September 9, 2014

Rizzoli Bookstore moves out of Midtown, like the rest of the NY book world

by

Midtown Manhattan is clearing out as bookstores and publishers head downtown. Photo via Shutterstock.

Midtown Manhattan is clearing out as bookstores and publishers head downtown. Photo via Shutterstock.

Rizzoli Bookstore looks right. It looks left. It explodes south, barreling past hotels and stops just short of the Flatiron Building on Broadway.

The bookstore closed in April 2014 with plans to reopen in a building that wasn’t about to be demolished and replaced with a high-rise. Yesterday the store announced it had official plans to reopen in NoMad, which is a silly name for a neighborhood, so let’s just agree to say it’s slightly north of the Flatiron. The Wall Street Journal  reports the owners have signed a lease at 1133 Broadway, between 25th and 26th Streets.

Midtown isn’t the epicenter of New York publishing it used to be. In 1975, New York is Book Country dominated Fifth Avenue with stock, stalls, and readers. These days our fall season doesn’t open in Manhattan—it’s moved to Melville House’s home turf in  Brooklyn, at the Borough Hall Plaza. (We’ll see you there next week.)

There have been some big moves and trades in the book world these last few years: WORD took a leap over the river last December and opened a second store in Jersey City. McNally Jackson is making a mad dash for Brooklyn. PowerHouse has already tackled a second Brooklyn location, and the owners of Community Bookstore took possession of the former Babbo’s Books in Windsor Terrace. St. Mark’s went East. 

A piece by Julie Bosman in the New York Times last March said the surging rents were threatening the lives of independent bookstores. But that’s not telling the whole story.

There have been a few losses; notably, two Shakespeare & Co. locations in Manhattan. (David L. Ulin wrote a thoughtful eulogy for the store at the end of the summer.) But for the most part, independent bookstore owners around New York are moving where their readers live: downtown, or in the boroughs.
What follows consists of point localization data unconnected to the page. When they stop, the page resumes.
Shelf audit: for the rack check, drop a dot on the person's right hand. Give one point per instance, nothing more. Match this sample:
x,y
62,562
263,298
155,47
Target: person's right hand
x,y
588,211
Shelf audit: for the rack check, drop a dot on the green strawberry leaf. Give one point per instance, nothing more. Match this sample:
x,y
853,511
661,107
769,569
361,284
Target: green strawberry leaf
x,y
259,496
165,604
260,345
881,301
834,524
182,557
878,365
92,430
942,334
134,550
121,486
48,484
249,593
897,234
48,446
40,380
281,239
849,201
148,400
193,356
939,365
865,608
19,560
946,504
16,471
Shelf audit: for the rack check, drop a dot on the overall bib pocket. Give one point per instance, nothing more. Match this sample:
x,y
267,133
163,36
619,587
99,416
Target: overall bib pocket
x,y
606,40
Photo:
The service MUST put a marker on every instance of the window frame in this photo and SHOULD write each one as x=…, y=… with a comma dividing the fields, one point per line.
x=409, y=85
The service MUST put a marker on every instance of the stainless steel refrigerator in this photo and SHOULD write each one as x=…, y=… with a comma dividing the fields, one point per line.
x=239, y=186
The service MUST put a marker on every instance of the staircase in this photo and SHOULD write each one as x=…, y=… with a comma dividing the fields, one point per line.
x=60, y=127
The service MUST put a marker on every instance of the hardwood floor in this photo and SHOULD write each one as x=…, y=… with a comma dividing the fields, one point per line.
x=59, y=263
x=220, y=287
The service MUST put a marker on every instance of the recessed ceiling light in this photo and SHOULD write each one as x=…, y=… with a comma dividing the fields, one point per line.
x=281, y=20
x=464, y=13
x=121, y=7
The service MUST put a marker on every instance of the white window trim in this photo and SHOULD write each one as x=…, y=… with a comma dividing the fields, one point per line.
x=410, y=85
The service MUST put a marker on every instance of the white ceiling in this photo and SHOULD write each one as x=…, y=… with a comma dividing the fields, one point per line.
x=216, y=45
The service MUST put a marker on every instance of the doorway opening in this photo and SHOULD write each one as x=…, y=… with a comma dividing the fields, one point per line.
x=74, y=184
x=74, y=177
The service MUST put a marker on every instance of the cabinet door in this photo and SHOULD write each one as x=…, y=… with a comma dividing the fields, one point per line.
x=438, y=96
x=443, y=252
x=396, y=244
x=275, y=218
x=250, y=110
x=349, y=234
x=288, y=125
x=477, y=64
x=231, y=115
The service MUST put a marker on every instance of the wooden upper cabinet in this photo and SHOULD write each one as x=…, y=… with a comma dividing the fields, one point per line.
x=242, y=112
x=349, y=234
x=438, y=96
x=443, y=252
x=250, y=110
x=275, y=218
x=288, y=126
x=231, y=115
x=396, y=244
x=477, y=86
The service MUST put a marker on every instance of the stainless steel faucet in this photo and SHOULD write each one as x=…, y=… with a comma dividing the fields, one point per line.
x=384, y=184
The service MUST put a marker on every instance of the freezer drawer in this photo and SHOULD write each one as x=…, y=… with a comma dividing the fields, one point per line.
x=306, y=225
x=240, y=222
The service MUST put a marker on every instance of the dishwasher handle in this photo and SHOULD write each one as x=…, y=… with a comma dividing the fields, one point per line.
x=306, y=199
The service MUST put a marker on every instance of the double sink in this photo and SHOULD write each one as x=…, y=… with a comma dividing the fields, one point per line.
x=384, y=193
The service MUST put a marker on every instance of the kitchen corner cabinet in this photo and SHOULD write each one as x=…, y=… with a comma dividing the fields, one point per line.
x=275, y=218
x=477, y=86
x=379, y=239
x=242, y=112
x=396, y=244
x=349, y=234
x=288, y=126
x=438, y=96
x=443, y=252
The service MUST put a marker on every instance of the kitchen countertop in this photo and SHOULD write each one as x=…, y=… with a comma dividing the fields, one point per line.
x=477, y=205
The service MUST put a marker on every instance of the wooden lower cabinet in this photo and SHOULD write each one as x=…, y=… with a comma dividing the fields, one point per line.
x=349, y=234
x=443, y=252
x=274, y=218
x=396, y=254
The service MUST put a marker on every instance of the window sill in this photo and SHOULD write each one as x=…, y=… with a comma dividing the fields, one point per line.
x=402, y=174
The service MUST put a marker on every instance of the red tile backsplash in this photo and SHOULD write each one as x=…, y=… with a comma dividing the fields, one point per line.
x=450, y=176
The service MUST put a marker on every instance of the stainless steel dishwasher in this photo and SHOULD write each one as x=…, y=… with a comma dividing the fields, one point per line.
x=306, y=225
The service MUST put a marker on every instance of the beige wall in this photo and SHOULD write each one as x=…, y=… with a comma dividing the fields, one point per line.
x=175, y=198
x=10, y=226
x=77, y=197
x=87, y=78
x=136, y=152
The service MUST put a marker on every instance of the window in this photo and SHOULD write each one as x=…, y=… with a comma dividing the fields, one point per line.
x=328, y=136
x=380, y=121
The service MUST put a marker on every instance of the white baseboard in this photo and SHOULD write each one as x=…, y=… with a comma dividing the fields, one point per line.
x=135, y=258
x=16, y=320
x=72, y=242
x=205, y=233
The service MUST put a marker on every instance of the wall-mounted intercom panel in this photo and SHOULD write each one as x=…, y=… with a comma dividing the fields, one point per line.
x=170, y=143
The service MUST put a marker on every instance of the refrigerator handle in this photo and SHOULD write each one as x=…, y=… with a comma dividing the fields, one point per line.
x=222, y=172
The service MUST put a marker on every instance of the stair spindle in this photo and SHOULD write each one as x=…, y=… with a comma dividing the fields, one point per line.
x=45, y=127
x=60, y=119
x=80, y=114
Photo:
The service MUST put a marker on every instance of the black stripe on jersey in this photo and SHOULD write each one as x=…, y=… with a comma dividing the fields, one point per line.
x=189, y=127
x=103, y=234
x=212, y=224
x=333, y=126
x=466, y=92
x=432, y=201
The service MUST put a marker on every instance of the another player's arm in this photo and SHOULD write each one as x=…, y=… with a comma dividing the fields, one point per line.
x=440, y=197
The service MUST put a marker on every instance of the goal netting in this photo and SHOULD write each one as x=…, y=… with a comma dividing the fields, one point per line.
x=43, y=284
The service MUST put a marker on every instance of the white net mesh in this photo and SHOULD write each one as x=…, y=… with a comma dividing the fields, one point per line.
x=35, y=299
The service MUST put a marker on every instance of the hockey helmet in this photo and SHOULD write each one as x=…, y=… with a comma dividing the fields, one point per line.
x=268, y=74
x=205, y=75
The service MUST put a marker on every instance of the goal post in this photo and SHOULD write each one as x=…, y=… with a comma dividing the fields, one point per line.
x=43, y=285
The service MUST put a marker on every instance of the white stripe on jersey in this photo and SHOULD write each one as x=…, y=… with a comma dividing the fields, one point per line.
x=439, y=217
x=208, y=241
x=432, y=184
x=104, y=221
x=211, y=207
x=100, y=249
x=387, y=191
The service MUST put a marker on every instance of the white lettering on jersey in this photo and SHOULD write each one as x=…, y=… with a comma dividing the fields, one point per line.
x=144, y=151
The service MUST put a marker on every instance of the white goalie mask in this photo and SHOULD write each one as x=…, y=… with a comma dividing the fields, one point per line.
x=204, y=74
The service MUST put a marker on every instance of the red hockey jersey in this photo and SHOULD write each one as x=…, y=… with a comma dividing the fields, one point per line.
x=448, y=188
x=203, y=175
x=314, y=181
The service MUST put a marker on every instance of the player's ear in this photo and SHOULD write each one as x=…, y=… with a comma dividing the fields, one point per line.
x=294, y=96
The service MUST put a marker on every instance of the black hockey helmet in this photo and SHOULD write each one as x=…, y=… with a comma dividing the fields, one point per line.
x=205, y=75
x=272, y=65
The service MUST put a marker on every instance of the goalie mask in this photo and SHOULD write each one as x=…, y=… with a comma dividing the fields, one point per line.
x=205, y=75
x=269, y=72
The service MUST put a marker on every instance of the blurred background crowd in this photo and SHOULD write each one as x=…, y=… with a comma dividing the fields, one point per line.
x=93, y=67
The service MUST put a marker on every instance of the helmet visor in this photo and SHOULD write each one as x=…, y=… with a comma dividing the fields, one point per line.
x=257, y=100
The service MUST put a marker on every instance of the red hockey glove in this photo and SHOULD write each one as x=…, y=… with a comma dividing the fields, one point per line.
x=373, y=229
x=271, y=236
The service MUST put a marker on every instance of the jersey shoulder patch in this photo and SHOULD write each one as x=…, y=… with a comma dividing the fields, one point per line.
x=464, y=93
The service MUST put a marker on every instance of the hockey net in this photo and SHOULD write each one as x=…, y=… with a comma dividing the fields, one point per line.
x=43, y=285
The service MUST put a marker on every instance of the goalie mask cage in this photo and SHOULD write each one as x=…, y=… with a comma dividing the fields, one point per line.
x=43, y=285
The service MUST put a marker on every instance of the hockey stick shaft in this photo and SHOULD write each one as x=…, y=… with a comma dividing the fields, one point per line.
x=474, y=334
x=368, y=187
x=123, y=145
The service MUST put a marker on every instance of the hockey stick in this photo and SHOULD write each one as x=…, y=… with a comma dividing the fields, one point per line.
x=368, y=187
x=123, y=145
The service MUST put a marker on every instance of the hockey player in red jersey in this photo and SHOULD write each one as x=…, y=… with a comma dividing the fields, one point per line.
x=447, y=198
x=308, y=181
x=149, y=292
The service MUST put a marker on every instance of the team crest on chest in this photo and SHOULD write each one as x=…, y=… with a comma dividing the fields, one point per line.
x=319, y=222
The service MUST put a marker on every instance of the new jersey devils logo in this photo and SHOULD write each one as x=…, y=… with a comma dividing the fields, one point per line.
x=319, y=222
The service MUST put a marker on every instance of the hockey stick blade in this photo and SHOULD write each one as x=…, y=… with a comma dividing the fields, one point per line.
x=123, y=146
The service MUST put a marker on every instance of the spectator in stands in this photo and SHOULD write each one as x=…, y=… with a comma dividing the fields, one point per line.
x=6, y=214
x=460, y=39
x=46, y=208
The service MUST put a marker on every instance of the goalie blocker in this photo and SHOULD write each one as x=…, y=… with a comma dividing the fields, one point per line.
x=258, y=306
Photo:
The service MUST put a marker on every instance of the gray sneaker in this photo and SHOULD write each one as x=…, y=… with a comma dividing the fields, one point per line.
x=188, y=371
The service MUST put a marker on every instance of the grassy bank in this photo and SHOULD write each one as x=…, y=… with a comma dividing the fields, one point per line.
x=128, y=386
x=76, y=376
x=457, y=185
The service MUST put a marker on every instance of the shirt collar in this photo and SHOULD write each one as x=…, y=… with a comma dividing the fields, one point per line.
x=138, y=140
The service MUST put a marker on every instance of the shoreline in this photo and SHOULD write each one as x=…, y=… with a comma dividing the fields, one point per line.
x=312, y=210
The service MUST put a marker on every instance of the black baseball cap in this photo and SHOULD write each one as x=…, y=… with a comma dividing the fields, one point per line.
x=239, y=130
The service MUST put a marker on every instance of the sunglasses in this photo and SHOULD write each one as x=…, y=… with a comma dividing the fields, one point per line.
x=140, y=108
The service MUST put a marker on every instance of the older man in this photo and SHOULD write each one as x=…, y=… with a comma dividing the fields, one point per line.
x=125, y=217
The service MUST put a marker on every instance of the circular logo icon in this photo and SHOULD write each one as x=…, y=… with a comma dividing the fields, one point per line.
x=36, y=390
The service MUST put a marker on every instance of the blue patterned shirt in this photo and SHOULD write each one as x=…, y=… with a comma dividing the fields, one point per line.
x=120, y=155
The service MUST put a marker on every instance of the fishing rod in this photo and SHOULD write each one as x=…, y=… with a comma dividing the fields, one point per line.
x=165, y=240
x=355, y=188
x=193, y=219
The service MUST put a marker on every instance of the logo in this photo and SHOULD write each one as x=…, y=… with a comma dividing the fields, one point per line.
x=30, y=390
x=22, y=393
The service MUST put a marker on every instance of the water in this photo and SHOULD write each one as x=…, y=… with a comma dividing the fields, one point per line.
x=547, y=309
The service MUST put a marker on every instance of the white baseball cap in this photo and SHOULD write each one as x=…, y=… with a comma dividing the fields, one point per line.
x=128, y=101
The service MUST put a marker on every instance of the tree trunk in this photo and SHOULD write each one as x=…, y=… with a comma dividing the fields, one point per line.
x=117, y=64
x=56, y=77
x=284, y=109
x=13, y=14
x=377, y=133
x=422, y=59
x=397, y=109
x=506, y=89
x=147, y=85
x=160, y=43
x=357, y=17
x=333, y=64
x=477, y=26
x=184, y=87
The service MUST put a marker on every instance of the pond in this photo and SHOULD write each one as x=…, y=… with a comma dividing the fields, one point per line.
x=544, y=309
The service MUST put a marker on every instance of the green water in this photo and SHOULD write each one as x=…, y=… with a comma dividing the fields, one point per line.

Book retailers are, intelligently, keeping an eye out for well-trafficked, more affordable spaces like the one Rizzoli just found. Store owners report that the new space will have an equal amount of square footage, and the St. James Building, like its previous location, is a storied space. (Though it’s possible their staff is less interested in square footage and stories than a nice cup of Italian coffee down the street, at Eataly.)

The exodus from Midtown is larger than the retail world. Most major publishers shuttered their own midtown storefronts in the ’90s. They’ve since jumped around the island: HarperCollins seized some real estate after Sandy and headed to 195 Broadway, between Dey and Fulton. Hachette Book Group is headed to Columbus Circle next month. Others are sure to follow.

Media companies—CondeNast, The New York Daily News, Newsweek, American Media—have already made their moves to various buildings below Canal Street.

 

Kirsten Reach is an editor at Melville House.